References and Further Reading

  • The Kelly Criterion in Blackjack Sports Betting, and the Stock Market by Edward O. Thorp.

  • Optimal Gambling Systems for Favorable Games, E. O. Thorp, Review of the International Statistical Institute Vol. 37, No. 3 (1969), pp. 273-293 .

  • William Poundstone, Fortune's Formula: The Untold Story of the Scientific Betting System That Beat the Casinos and Wall Street. 2005. ISBN 978-0809045990. See also a brief biography of Kelly on William Poundstone's web page.

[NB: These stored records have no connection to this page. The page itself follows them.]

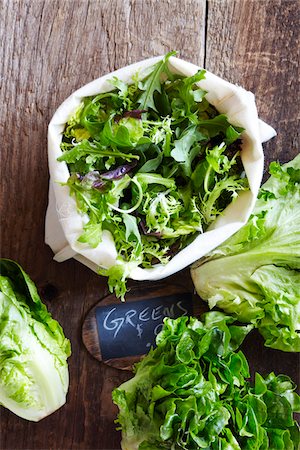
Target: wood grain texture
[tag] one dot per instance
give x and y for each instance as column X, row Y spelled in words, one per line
column 256, row 44
column 48, row 49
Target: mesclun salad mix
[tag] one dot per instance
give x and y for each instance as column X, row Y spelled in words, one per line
column 192, row 392
column 153, row 163
column 255, row 274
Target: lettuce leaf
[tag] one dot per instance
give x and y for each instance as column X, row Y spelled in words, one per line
column 33, row 349
column 255, row 275
column 192, row 391
column 184, row 158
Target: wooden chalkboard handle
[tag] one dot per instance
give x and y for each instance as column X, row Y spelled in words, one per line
column 141, row 291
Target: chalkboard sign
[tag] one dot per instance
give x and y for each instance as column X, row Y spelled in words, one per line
column 120, row 333
column 130, row 329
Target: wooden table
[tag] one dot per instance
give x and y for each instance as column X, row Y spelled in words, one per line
column 49, row 49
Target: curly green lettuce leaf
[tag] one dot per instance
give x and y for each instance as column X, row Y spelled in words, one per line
column 170, row 162
column 255, row 275
column 33, row 349
column 192, row 391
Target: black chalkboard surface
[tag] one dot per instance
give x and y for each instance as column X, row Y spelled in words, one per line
column 118, row 334
column 128, row 329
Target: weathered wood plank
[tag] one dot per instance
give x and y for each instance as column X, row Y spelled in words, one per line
column 48, row 49
column 256, row 45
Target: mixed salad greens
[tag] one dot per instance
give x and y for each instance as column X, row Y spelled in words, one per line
column 255, row 274
column 34, row 375
column 153, row 163
column 192, row 392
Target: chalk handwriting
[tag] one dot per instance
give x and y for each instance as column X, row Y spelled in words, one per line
column 137, row 319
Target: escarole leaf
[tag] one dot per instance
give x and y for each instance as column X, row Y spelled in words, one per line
column 255, row 275
column 192, row 392
column 33, row 349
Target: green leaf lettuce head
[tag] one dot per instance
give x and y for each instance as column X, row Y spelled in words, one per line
column 153, row 156
column 191, row 392
column 255, row 274
column 33, row 349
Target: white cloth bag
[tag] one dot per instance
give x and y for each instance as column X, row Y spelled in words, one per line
column 64, row 224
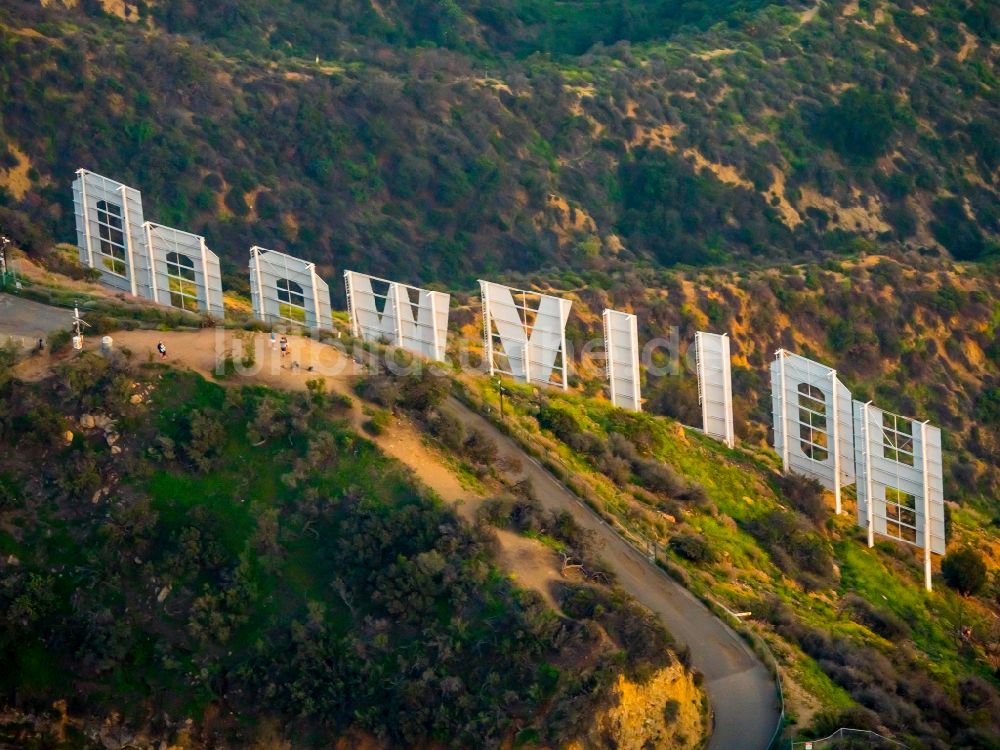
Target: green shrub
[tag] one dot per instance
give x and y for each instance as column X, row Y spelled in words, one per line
column 965, row 571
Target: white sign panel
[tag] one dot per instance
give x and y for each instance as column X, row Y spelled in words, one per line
column 186, row 274
column 813, row 421
column 900, row 478
column 109, row 232
column 390, row 312
column 524, row 333
column 286, row 288
column 715, row 385
column 621, row 348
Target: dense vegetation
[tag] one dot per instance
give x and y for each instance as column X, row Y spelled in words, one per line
column 515, row 135
column 858, row 641
column 238, row 556
column 916, row 334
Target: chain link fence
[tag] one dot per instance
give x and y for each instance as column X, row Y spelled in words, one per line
column 850, row 739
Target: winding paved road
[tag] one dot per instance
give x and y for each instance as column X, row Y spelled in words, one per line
column 741, row 690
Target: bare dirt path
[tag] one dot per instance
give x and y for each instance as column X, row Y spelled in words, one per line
column 740, row 688
column 26, row 321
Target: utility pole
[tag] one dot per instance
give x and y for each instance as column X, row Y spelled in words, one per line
column 78, row 326
column 500, row 389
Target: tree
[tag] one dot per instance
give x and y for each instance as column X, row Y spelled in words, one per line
column 964, row 571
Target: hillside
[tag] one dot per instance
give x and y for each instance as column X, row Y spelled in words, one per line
column 519, row 135
column 859, row 643
column 207, row 566
column 917, row 334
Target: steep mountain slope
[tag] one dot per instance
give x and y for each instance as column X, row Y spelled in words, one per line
column 917, row 334
column 857, row 640
column 205, row 566
column 782, row 133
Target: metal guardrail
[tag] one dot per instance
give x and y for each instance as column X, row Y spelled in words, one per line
column 848, row 734
column 643, row 545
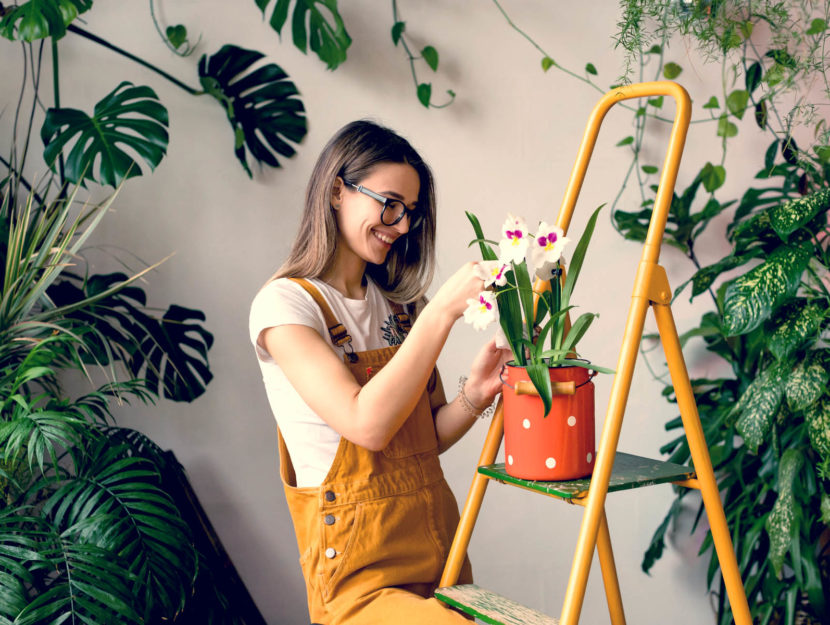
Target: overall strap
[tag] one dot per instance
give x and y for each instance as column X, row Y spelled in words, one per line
column 402, row 319
column 337, row 331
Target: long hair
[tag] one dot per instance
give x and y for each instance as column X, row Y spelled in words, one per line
column 352, row 153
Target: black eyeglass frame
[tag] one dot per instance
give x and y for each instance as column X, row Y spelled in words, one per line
column 415, row 217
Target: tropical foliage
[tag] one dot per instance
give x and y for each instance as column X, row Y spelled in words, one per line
column 86, row 530
column 533, row 316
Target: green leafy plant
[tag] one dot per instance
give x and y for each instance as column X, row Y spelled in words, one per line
column 533, row 317
column 86, row 531
column 767, row 423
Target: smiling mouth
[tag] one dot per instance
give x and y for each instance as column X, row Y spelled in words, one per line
column 383, row 238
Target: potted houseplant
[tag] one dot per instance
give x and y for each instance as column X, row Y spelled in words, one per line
column 548, row 394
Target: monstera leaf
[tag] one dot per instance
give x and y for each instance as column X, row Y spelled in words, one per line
column 170, row 352
column 327, row 38
column 759, row 404
column 37, row 19
column 129, row 116
column 260, row 104
column 144, row 528
column 788, row 216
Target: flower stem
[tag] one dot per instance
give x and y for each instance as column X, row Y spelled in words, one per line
column 132, row 57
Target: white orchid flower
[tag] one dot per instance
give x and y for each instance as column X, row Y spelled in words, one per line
column 481, row 312
column 546, row 249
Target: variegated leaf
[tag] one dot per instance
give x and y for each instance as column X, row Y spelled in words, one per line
column 806, row 382
column 704, row 278
column 818, row 426
column 751, row 298
column 789, row 216
column 759, row 404
column 797, row 322
column 780, row 520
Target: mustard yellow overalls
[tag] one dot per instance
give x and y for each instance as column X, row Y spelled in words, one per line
column 374, row 536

Optimal Craps Betting Strategy


1

William Poundstone, Fortune's Formula: The Untold Story of the Scientific Betting System That Beat the Casinos and Wall Street. 2005. ISBN 978-0809045990. See also a brief biography of Kelly on William Poundstone's web page.

Blackjack Betting Guide

2

Best Blackjack Betting Strategy Reddit

This whole section just basically summarizes (with a bit more step-by-step for the math) the paper 'The Kelly Criterion in Blackjack Sports Betting, and the Stock Market'. So if you're really interested, it's probably best to check it out directly.

3

It doesn't really matter if the bias is heads or tails. The point is that you get to pick the winning side!

4

The expected value of winning for bet (B) is (Bp-Bq = B(p-q) > 0) since (p > q).

5

Almost surely here because it's theoretically possible that you can keep winning forever but it's such a small possibility that it basically can't happen. This is analogous to the red dot in the unit square.

6

The expected value of a binomial distribution (e.g. coin tossing) is just (np). So (np/n = p).

7

Image from 'The Kelly Criterion in Blackjack Sports Betting, and the Stock Market'.